Many factors can affect acceptability, recognition accuracy, and the users' perceptions of how useful an ASR system is to them. The design of the prompts given to each caller is critical in respect to all of these. They must:
It is also important to make sure that each caller can get to the information they need quickly and without too much prompting, and that they are passed to a human operator quickly if they are having difficulty. Such difficulties can be detected by the proportion of recognition results which are being rejected or are deemed uncertain by the ASR algorithm. Problems can also be detected by the duration of the intervals between a prompts and the corresponding recognition results: if these are too long, something is probably wrong, and it would be best to transfer the caller to an operator if the problem persists. Such human factors issues can be crucial to acceptance of the system by the general public.

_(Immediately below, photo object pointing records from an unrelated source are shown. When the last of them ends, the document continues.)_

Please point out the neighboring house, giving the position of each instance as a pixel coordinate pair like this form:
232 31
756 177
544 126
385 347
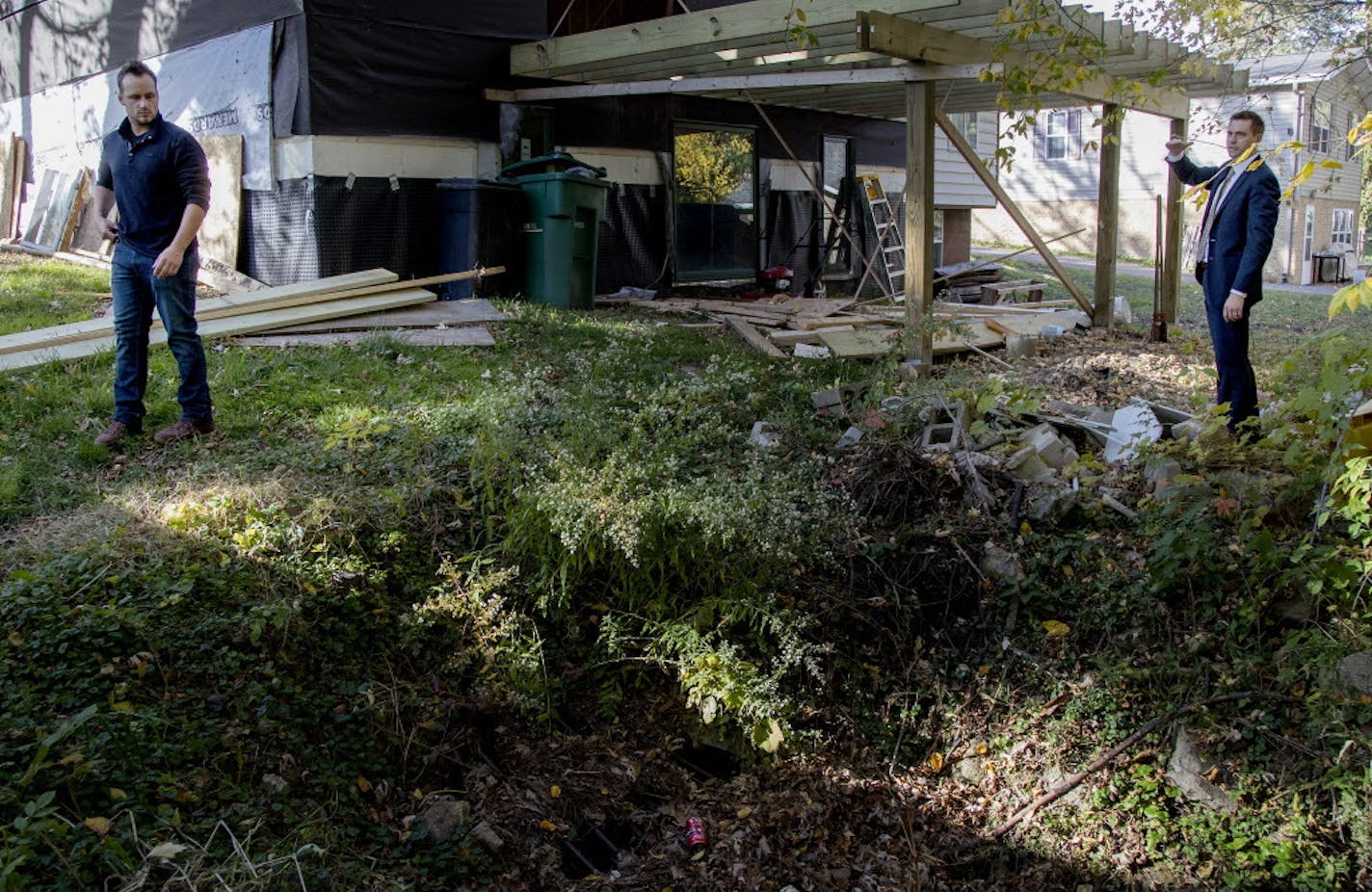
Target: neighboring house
1055 171
352 113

Note also, that well-designed prompts can play an important role in
synchronising the speaker and the recogniser: if
sm_asr_listen_for()
is invoked while a caller is in the process of speaking, the first part
of their utterance will be lost. If the
asr_mode
is anything other than kSMASRModeDisabled, the remainder of
the utterance will then be treated as part of the following
speech. This may lead to an error in the immediately following ASR
result. Playing the caller a voice prompt immediately prior to
activating ASR on a channel is a good method to synchronise the caller’s
speech with the ASR system (it encourages them to stop talking and start
again).
The biggest single factor affecting recognition performance in real applications (both in terms of accuracy and latency) is the choice of vocabulary. In particular, the pronunciation of short and potentially emotive words such as "no" is highly variable. By comparison, digits are rarely used to convey emotion, and are spoken much more consistently. It is therefore wise to minimise the number of active vocabulary words and their confusability. For example, the word "no" can easily be confused with "oh" or even "nine" (especially if "no" is actually pronounced "nah" in vernacular speech). Recognition performance will therefore improve dramatically if a digit vocabulary (zero/nought/oh/one/two/.../nine) is kept separate from a confirmation (yes/no) vocabulary.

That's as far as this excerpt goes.